About Alex

Alex currently lives in Hampton, New Hampshire with his wife Shelby and his little golden doodle puppy Pemi. Alex loves to stay active in his spare time with weightlifting, hiking, snowboarding, and anything else that keeps his body moving. 

Alex holds a deep passion for talking about his cancer and bone marrow transplant experiences in the hopes that he might be able to help others that have gone through similar struggles, or are going through them currently.

Cancer Resume

Initial Diagnosis: ALL Ph+ (July 17, 2009)
  1. Chemotherapy (July 17, 2009 – March 8, 2012)
    • Two and a half years of chemotherapy
    • Served as pediatric patient #6 on a trial study for Philadelphia Chromosome Positive Leukemia
    • Not a single hospital admission due to a fever!
    • 100’s of days spent in the hospital
Relapse (December 30, 2015)
  1. Bone Marrow Transplant (May 4, 2016)
    • Donor was a perfect match
    • Engrafted in 24 days
    • 3 years recovery time included GVHD in my gut, pneumonia on three different occasions, shingles, C. Diff, Rotavirus, and many more
    • Transplant admission duration: 40 days

The Full Story

Preface

First of all, I’d like to thank you for taking an interest in my story.  I really don’t know where to start, or even necessarily how to tell it.

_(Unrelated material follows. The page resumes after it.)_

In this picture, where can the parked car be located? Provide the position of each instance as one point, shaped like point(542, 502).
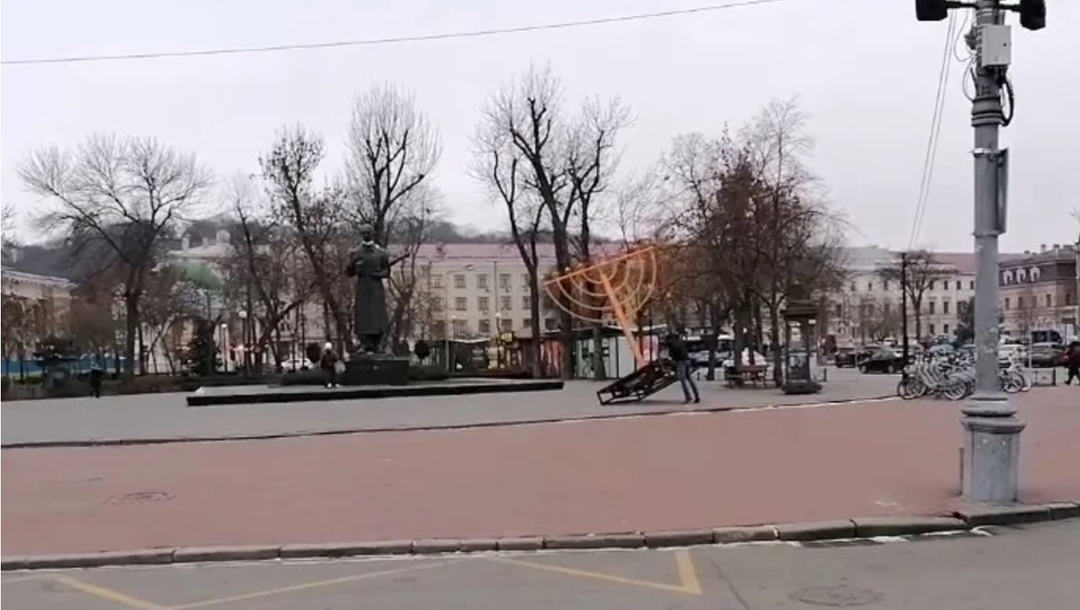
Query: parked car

How could I possibly capture all of the emotions that went into my years and years of fighting cancer?

While I understand that there is an aspect of heroism to fighting and beating cancer, it isn’t like writing some fairy tale. I am so incredibly proud of what I’ve accomplished, and I am so grateful for those that have supported me along the way, but it isn’t pleasant to go back and relive the emotions that I felt when I was diagnosed, or when I had to tell my loved ones that I relapsed. And I don’t have a clue how I could expect myself to be able to articulate any of it well enough for you to understand.

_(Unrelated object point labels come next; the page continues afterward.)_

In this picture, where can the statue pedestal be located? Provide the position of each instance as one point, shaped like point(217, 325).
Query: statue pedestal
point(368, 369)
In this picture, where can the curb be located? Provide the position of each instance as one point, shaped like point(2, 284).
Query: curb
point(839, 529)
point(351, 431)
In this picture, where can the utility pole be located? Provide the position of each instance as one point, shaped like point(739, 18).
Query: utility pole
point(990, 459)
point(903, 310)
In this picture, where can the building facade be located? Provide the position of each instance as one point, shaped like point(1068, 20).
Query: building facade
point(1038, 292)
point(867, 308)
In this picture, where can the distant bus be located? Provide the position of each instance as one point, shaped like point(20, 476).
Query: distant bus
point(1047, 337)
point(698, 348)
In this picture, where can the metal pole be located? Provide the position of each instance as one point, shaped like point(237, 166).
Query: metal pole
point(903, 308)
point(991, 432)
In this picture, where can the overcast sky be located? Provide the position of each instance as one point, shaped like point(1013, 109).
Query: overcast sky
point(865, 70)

Unless of course you are going through it too. And if you are, I am writing this for you. I am making this website because I want you to know that you are not alone. I have been there too, and while sometimes it may be difficult to talk about, I believe it is worth talking about it and sharing our experiences with others.

I hope that you can resonate with some of my story and find peace in the fact that I made it to the other side and you can too. You will.

This will be a difficult story to tell, and I’ll need to write it over time, but eventually I will finish. Consider this my own little journal that I’ll be coming back to from time to time to fill in the blanks.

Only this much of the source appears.